Paradis fiscaux : la transparence, un premier pas vers la fin de l’évasion fiscale

Publié le 22/05/2013
France
 

Les chefs d’État et de gouvernement européens se réunissaient le 22 mai à Bruxelles pour un sommet en partie consacré à la lutte contre l’évasion fiscale. En cette heure décisive, Grégoire Niaudet, chargé de plaidoyer au Secours Catholique, membre de la Plateforme paradis fiscaux et judiciaires, revient sur les avancées obtenues dans ce domaine et les défis à relever.

Quels sont les progrès obtenus ces dernières années en termes de lutte contre les paradis fiscaux ?

Les grandes avancées du moment sont les mesures prises sur la transparence, notamment dans les industries extractives, mais également la réforme bancaire française adoptée en février dernier. Même si dans l’ensemble elle n’a pas été satisfaisante, elle a tout de même permis d’introduire une exigence et une obligation de transparence pour les banques sur des données comptables pays par pays. Cette mesure a été étendue au niveau européen et devrait être appliquée en 2015. Toutefois, le Premier Ministre britannique, David Cameron, a demandé une accélération du calendrier. Nous pouvons donc espérer que son entrée en vigueur soit avancée.

De plus, la nécessité pour les administrations fiscales des pays du Nord de faire entrer de l’argent dans leurs caisses en ces temps de crise, mais aussi les scandales comme l’affaire Cahuzac ou celles révélées par Offshoreleaks, les révélations sur Google, Amazon, Apple, etc., ont fortement fait avancer le débat sur la question des échanges automatiques d’informations de données bancaires. Par ailleurs, l’adoption en 2010 de la loi Fatca aux États-Unis a accéléré le processus en Europe. Cette loi prévoit que les opérateurs bancaires du monde entier qui détiennent des avoirs de contribuables américains fournissent une information sur ces comptes bancaires à l’administration fiscale américaine sous peine d’une retenue à la source de 30 % pour les contribuables. C’est une mesure titanesque. Déjà cinquante accords entre les administrations fiscales de certains pays et le fisc américain ont été signés ou sont en cours de négociation, notamment avec le Luxembourg, l’Autriche, Singapour, etc.

L’Europe tente actuellement de mettre en place une loi similaire mais fait face à la résistance du Luxembourg et de l’Autriche…

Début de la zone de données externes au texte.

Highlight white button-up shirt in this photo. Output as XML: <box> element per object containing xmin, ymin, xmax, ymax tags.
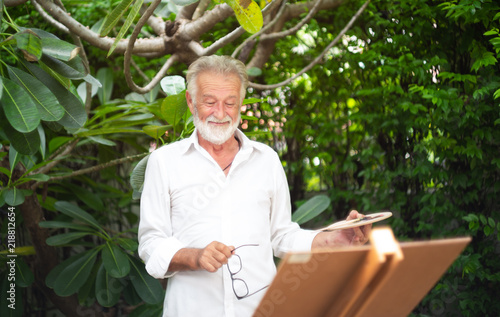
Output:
<box><xmin>139</xmin><ymin>130</ymin><xmax>316</xmax><ymax>317</ymax></box>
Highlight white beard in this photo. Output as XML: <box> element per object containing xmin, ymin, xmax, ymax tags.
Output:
<box><xmin>193</xmin><ymin>106</ymin><xmax>241</xmax><ymax>145</ymax></box>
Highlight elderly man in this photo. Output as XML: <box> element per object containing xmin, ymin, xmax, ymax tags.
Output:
<box><xmin>139</xmin><ymin>56</ymin><xmax>371</xmax><ymax>317</ymax></box>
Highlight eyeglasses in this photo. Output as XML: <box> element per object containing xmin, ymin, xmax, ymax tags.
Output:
<box><xmin>227</xmin><ymin>244</ymin><xmax>269</xmax><ymax>300</ymax></box>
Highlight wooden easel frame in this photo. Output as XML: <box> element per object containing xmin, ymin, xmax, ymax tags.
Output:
<box><xmin>254</xmin><ymin>228</ymin><xmax>471</xmax><ymax>317</ymax></box>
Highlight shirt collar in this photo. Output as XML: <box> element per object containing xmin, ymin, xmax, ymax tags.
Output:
<box><xmin>181</xmin><ymin>128</ymin><xmax>259</xmax><ymax>154</ymax></box>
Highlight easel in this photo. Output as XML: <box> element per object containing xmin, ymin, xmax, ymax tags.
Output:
<box><xmin>254</xmin><ymin>228</ymin><xmax>471</xmax><ymax>317</ymax></box>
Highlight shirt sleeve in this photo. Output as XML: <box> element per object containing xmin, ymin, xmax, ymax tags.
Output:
<box><xmin>138</xmin><ymin>150</ymin><xmax>184</xmax><ymax>278</ymax></box>
<box><xmin>271</xmin><ymin>150</ymin><xmax>318</xmax><ymax>258</ymax></box>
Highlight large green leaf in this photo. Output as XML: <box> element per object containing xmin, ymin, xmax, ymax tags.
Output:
<box><xmin>54</xmin><ymin>249</ymin><xmax>99</xmax><ymax>296</ymax></box>
<box><xmin>108</xmin><ymin>0</ymin><xmax>144</xmax><ymax>57</ymax></box>
<box><xmin>0</xmin><ymin>115</ymin><xmax>40</xmax><ymax>155</ymax></box>
<box><xmin>95</xmin><ymin>259</ymin><xmax>123</xmax><ymax>307</ymax></box>
<box><xmin>0</xmin><ymin>78</ymin><xmax>40</xmax><ymax>133</ymax></box>
<box><xmin>224</xmin><ymin>0</ymin><xmax>264</xmax><ymax>34</ymax></box>
<box><xmin>99</xmin><ymin>0</ymin><xmax>134</xmax><ymax>36</ymax></box>
<box><xmin>67</xmin><ymin>184</ymin><xmax>104</xmax><ymax>211</ymax></box>
<box><xmin>292</xmin><ymin>195</ymin><xmax>330</xmax><ymax>224</ymax></box>
<box><xmin>45</xmin><ymin>252</ymin><xmax>86</xmax><ymax>288</ymax></box>
<box><xmin>14</xmin><ymin>30</ymin><xmax>42</xmax><ymax>62</ymax></box>
<box><xmin>24</xmin><ymin>63</ymin><xmax>87</xmax><ymax>129</ymax></box>
<box><xmin>54</xmin><ymin>201</ymin><xmax>104</xmax><ymax>231</ymax></box>
<box><xmin>42</xmin><ymin>37</ymin><xmax>80</xmax><ymax>61</ymax></box>
<box><xmin>161</xmin><ymin>93</ymin><xmax>188</xmax><ymax>126</ymax></box>
<box><xmin>38</xmin><ymin>220</ymin><xmax>94</xmax><ymax>231</ymax></box>
<box><xmin>102</xmin><ymin>242</ymin><xmax>130</xmax><ymax>278</ymax></box>
<box><xmin>129</xmin><ymin>256</ymin><xmax>164</xmax><ymax>304</ymax></box>
<box><xmin>42</xmin><ymin>55</ymin><xmax>87</xmax><ymax>79</ymax></box>
<box><xmin>46</xmin><ymin>232</ymin><xmax>91</xmax><ymax>246</ymax></box>
<box><xmin>8</xmin><ymin>67</ymin><xmax>64</xmax><ymax>121</ymax></box>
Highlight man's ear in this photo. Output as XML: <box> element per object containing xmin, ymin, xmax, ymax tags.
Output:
<box><xmin>186</xmin><ymin>90</ymin><xmax>194</xmax><ymax>115</ymax></box>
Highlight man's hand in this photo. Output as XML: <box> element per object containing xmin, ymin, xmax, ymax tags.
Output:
<box><xmin>196</xmin><ymin>241</ymin><xmax>234</xmax><ymax>272</ymax></box>
<box><xmin>312</xmin><ymin>210</ymin><xmax>372</xmax><ymax>249</ymax></box>
<box><xmin>168</xmin><ymin>241</ymin><xmax>234</xmax><ymax>272</ymax></box>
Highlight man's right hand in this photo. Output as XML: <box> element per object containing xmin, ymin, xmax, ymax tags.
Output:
<box><xmin>168</xmin><ymin>241</ymin><xmax>234</xmax><ymax>272</ymax></box>
<box><xmin>197</xmin><ymin>241</ymin><xmax>234</xmax><ymax>272</ymax></box>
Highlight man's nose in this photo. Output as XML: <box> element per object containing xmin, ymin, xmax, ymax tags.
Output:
<box><xmin>213</xmin><ymin>102</ymin><xmax>226</xmax><ymax>120</ymax></box>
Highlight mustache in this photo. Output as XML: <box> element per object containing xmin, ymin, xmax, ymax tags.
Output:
<box><xmin>206</xmin><ymin>115</ymin><xmax>233</xmax><ymax>123</ymax></box>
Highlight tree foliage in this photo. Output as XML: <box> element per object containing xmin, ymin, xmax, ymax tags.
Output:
<box><xmin>0</xmin><ymin>0</ymin><xmax>500</xmax><ymax>316</ymax></box>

Oui et c’est justement ce qui se discute actuellement à Bruxelles. Ces deux pays européens accordent aux États-Unis ce qu’ils refusent à l’Europe depuis dix ans ! Toutefois, la Fatca à l’européenne négociée en ce moment est loin d’être aussi ambitieuse que la loi américaine. En effet, le projet de loi européen prévoit que les règles d’échange d’informations ne s’appliquent qu’aux pays de l’Union européenne et non de manière universelle. Les Européens ne feront donc qu’une « demi-Fatca ».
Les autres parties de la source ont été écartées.